Love turned to violence
Pamela* - a mother of three from Hull - believed she had found a man with whom she could share the rest of her life. But after just a few months of happiness a different side to his character started to show. The first thing she noticed was his dishonesty - he claimed to be divorced and living with his brother but she found out he was still married.
And then, without warning and for no apparent reason, he became violent.
“He turned from this nice loving man into a nightmare,” says Pamela.
26 years of abuse
Pamela endured 26 years of domestic abuse. She said: "As long as I did exactly what he wanted I thought I would be safe, but he was the one in control and sometimes no matter how hard I tried it was never right. If, for example, he felt I had not cooked his dinner the right way, I’d be kicked and punched or he would shout abuse at me and smash things up in the house. He was always calm and would wear a smirk on his face when he physically assaulted me, and was shrewd enough to hit me where the bruises would be hidden under my clothes.”
Thoughts of leaving
As the years went by Pamela thought many times about leaving. Eventually, she got a new house and moved away from him for two years before, as she puts it, he “wormed his way back into her life” .
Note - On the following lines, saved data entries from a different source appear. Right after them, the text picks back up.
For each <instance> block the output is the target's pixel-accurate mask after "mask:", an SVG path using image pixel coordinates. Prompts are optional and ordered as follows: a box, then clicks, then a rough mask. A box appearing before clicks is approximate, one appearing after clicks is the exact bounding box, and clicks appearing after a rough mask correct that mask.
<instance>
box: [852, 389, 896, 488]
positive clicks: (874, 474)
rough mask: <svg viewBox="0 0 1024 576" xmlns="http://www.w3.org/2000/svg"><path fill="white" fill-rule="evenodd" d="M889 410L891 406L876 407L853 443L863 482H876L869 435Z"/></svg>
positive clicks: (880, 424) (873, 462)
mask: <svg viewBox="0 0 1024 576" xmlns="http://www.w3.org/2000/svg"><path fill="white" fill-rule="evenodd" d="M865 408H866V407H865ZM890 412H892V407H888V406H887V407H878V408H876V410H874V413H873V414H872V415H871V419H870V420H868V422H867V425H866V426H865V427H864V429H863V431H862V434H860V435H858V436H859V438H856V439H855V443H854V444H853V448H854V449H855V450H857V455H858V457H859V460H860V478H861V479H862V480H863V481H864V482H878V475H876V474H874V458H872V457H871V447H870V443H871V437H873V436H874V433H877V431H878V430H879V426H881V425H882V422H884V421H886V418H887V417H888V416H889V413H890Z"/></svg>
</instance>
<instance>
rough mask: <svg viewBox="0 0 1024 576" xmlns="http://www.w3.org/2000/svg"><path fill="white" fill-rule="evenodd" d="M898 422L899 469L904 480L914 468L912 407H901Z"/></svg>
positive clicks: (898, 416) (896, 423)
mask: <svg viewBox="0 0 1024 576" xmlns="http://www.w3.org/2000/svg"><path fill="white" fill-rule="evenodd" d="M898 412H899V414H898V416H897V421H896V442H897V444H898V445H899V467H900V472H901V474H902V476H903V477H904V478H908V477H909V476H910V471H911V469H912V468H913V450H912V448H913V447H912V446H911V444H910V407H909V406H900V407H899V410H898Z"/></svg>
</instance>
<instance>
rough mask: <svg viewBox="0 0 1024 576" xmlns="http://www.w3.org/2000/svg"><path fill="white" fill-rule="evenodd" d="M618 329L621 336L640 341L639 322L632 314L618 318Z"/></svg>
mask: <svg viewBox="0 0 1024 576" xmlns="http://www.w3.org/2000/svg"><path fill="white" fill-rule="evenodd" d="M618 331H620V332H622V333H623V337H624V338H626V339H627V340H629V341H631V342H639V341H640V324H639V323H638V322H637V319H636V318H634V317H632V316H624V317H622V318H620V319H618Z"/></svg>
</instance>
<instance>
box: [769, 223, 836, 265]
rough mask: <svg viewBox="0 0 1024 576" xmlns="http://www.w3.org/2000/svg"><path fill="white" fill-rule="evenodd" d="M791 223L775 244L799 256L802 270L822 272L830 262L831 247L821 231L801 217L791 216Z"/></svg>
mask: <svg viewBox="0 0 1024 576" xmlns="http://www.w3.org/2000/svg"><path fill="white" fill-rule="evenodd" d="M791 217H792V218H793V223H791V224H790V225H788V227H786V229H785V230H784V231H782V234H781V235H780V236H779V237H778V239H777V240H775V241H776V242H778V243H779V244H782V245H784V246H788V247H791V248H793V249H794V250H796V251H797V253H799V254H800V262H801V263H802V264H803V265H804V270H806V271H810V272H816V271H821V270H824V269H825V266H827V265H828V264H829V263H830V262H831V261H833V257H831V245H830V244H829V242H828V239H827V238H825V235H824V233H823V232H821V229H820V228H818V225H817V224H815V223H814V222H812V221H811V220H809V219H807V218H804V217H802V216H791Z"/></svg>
“He had his good points and could be caring at times and promised to change, but he was also very charming and manipulative. He demolished my self confidence and self worth and I lived in constant fear.”
The final straw
Pamela’s life changed when she called the police after yet another incident of physical and verbal abuse on the day of a family funeral. She took the decision to permanently break free from the man who had dominated her not just for her own safety, but also for the emotional well-being of her children who had seen and heard much of the abuse.
A domestic violence police officer based with Hull DAP asked a support worker from the service to contact Pamela, and this led to her receiving the one-to-one support she needed to make a new start. She was given a mobile phone to call for help if she felt in danger, counselling, help with finding a new home, and even the removal lorry was arranged to transport all her furniture and possessions.
Her new home was fitted with extra door and window locks, and Pamela was also supported through the legal process of gaining a court injunction to prevent the man from approaching her or her new home.
Hull DAP support
“The aim of the service is to stop victims from enduring repeated attacks and to make sure perpetrators are called to account for their actions,” says Vicki Paddison Hull DAP.
“Through counselling and one-to-one support, we also aim to rebuild the self confidence of survivors, who can be in heterosexual or same sex relationships, and who have suffered at the hands of violent partners.”
*The identity of the woman in this feature has been concealed and her name changed to ensure her safety.